RCC paving operations on snow removal storage area
The RCC material was produced with an Excel pugmill set up on the airport property, with double end dump tractor-trailers feeding an Ingersoll Rand Titan 8820 ABG paver. Project specifications required a minimum compacted density of 96 percent of the modified Proctor density. Initial in-place density readings taken immediately behind the paver prior to compaction by the rollers consistently yielded densities between 90 and 92 percent. Final compaction was achieved using a 10-ton dual drum vibratory roller, followed by a combination pneumatic roller and a two-ton dual drum roller for surface sealing.
RCC pavement construction began in late fall in conditions where the daytime highs were in the 50 and 60 degrees Fahrenheit with overnight temperatures reaching into the low 30 degrees Fahrenheit. Care was taken to ensure that the subgrade soils and granular base material were not frozen at the time of RCC placement. All RCC pavement placed when overnight temperatures were expected to be below 35 degrees Fahrenheit were covered with paving blankets to protect it from freezing. In-pavement Hi-Low temperature sensors recorded the actual overnight pavement temperatures to ensure compliance with specifications. To verify acceptable strength gain, four-inch diameter pavement cores were taken within 24 hours of RCC placement and tested for concrete pavement strength. When the unconfined compressive strength (UCS) of retrieved cores demonstrated strengths greater than 2,000 pounds per square inch (psi), protective blankets were removed. Consistently throughout the project, 24-hour UCS test on RCC pavement cores yielded average strengths of 3,325 psi. Unlike PCC pavements, control joints in RCC pavements are typically not required for long-term performance and serviceability. However, the owner chose to incorporate control joints on this project. The joints were cut and sealed on a 30-by-30-foot joint pattern. The relief sawing was accomplished with a Soff-Cut early entry saw, allowing the cutting to be performed immediately upon final surface rolling. The sawed joints were then cleaned of any loose debris and filled with a silicone sealant.

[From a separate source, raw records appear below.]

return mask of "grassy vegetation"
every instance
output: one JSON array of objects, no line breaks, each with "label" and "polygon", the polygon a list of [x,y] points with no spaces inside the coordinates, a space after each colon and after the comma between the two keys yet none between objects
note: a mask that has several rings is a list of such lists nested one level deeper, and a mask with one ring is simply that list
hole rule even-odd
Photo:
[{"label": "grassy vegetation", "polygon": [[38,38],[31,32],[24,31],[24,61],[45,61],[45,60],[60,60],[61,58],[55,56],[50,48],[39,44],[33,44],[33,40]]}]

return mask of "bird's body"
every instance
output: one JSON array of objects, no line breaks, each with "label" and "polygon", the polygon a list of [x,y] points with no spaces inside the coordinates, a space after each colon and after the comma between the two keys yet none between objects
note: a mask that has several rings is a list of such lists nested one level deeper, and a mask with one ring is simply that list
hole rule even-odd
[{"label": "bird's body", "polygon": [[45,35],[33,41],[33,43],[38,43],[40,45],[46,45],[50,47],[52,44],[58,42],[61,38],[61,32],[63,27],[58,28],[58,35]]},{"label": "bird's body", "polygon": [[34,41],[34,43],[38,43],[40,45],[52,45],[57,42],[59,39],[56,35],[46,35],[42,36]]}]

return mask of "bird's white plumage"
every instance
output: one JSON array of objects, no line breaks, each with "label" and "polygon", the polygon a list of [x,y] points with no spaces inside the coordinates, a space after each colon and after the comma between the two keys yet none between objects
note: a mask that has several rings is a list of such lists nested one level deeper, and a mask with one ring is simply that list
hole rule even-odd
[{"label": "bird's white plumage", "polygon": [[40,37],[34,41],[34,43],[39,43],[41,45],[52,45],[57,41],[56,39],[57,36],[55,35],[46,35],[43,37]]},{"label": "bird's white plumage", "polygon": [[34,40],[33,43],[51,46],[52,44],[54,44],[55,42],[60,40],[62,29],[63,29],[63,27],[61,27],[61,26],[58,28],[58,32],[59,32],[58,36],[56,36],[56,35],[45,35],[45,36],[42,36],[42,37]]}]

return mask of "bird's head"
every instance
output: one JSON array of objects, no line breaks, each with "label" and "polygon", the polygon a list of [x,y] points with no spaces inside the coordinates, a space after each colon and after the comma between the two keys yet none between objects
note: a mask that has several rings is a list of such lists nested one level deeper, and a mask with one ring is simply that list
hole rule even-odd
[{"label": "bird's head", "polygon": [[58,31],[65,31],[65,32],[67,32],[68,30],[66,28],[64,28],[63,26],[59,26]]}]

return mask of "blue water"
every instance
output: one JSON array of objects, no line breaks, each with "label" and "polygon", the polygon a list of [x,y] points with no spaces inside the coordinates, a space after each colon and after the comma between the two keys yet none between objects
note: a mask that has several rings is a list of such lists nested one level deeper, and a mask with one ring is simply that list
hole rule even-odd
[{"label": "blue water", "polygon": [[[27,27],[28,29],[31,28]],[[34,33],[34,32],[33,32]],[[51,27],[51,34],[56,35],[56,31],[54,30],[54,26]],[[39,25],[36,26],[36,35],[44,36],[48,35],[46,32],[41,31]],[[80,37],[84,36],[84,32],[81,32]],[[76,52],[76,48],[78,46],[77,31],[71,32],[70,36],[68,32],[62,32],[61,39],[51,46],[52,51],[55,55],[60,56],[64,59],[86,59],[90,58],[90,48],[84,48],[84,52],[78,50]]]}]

Compaction of adjoining 8-inch RCC layer
Completed RCC layer showing protective blankets
Quality Control Testing
In-place density tests were taken at specified intervals behind the finished pavement section using a nuclear moisture-density gauge in accordance with ASTM C1040. The maximum density and optimum moisture content (OMC) were determined using the modified Proctor test method in accordance with ASTM D1557. The dry density was 147 pounds per cubic foot and OMC was established at 5.9 percent. All tests performed indicated OMC within specified parameters and all density tests exceeded 96 percent of modified Proctor. Aggregates were selected and blended in accordance with the requirements recommended by the PCA publication Guide Specification for Construction of Roller-Compacted Concrete Pavements. Although the project specifications required 4,000 pound per square inch (psi) UCS at 28 days, average 28-day UCS on cylinders cast in the field according to ASTM C1435 yielded breaks of 6,069 psi.
Roller-compacted concrete in this application provided a very serviceable concrete pavement at a significant cost savings to the owner. While the surface characteristics of this industrial pavement varies slightly in appearance and aesthetics from that of a conventional concrete pavement, RCC can prove a very cost-effective alternative to either PCC or asphalt pavements for similar applications. The RCC pavement application provided the owner with a pavement that can stand up to heavy snow plowing and heavy truck traffic during snow events, is strong and durable enough to resist the shoving and rutting common with asphalt pavements, and will not deteriorate under the saturated conditions caused by melting stockpiles of snow.